During an interview on 3/21/2013 at 2 p.m., the infection control nurse confirmed the facility's current policy showed all multi-dose vials (except insulin) are to be treated as single-dose vials.

Review of the policy "Medication management", dated as reviewed last on 1/2011, read for "Storage of Medications, Inpatient Medications" that "All patient care areas are equipped with automatic dispensing medication (ADM), locked medication room, or locked medication cabinet for medication storage....Monthly inspections are performed by pharmacy personnel who will check for outdated and improperly stored medication, facility-wide. Outdated or unusable medications are stored in bins marked for this class of medication and are properly disposed of by the facility's disposal contractor.... Multiple dose vials are labeled with the date, time, and initials when opened. Shelf life shall be according to the manufacturer's recommendation."

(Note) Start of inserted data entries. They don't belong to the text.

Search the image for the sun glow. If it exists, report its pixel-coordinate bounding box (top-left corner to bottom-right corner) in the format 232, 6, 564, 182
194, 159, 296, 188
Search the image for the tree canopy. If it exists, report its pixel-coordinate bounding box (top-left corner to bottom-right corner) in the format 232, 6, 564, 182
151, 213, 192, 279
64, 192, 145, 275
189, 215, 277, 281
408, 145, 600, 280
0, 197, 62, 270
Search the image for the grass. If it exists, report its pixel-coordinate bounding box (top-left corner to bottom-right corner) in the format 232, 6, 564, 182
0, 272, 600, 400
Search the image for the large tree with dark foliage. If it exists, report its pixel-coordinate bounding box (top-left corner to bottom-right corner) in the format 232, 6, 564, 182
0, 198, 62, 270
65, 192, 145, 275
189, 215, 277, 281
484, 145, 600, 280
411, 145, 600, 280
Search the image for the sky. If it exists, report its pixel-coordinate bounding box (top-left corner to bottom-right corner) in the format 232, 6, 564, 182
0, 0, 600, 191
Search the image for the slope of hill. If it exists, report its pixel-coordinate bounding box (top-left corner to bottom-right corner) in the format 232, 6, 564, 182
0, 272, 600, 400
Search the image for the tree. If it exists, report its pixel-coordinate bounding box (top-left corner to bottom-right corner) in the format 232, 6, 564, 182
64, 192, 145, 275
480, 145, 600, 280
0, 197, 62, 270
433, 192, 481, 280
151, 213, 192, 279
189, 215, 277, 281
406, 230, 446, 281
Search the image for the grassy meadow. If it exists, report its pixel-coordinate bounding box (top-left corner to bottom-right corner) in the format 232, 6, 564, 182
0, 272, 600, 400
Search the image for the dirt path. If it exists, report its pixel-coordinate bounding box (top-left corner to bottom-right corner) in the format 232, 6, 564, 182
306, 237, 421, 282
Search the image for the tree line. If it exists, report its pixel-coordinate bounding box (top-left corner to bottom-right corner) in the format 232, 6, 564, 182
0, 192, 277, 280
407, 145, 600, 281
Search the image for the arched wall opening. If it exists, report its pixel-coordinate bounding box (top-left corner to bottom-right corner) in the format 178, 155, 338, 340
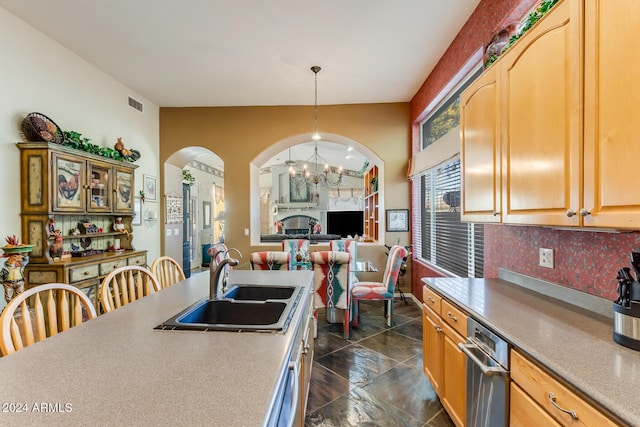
249, 133, 385, 246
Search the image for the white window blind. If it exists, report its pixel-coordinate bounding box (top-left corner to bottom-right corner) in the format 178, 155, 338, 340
419, 159, 484, 277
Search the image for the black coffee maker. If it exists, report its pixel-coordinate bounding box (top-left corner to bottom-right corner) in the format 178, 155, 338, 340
613, 252, 640, 350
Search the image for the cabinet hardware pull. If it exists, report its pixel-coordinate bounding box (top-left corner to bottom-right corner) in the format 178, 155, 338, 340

Review of the policy "Medication Safety", dated as last reviewed on 5/2012, read, "Any solution/medication found in the invasive procedure area without a label shall be discarded. If there is any doubt as to the strength or identity of a medication/solution, it shall be discarded....Anesthesia providers shall follow the same procedure of labeling all medications drawn up for use...."

During an interview on 3/21/2013 at 1:20 p.m., the OR manager said the anesthesia medication carts should not have any medications left in them. After the completion of the procedure, the medications are to be returned to the pharmacy or to the Pxyis machine.

During an interview on 3/19/2013 at 12:50 p.m., staff H, a cardiac surgeon, was asked if he allows beverages in the operating room during procedures, responded "no" and was disappointed to find out about the Pepsi found in the anesthesia medication cart.

Review of the policy "Food Consumption", dated as revised last on 1/2013 read that "Food consumption shall be allowed only in designated areas....No eating or drinking allowed in the work place, on nursing units, or in any area where there are patients, in any areas where pharmaceuticals are prepared, or in any area where laboratory tests are performed."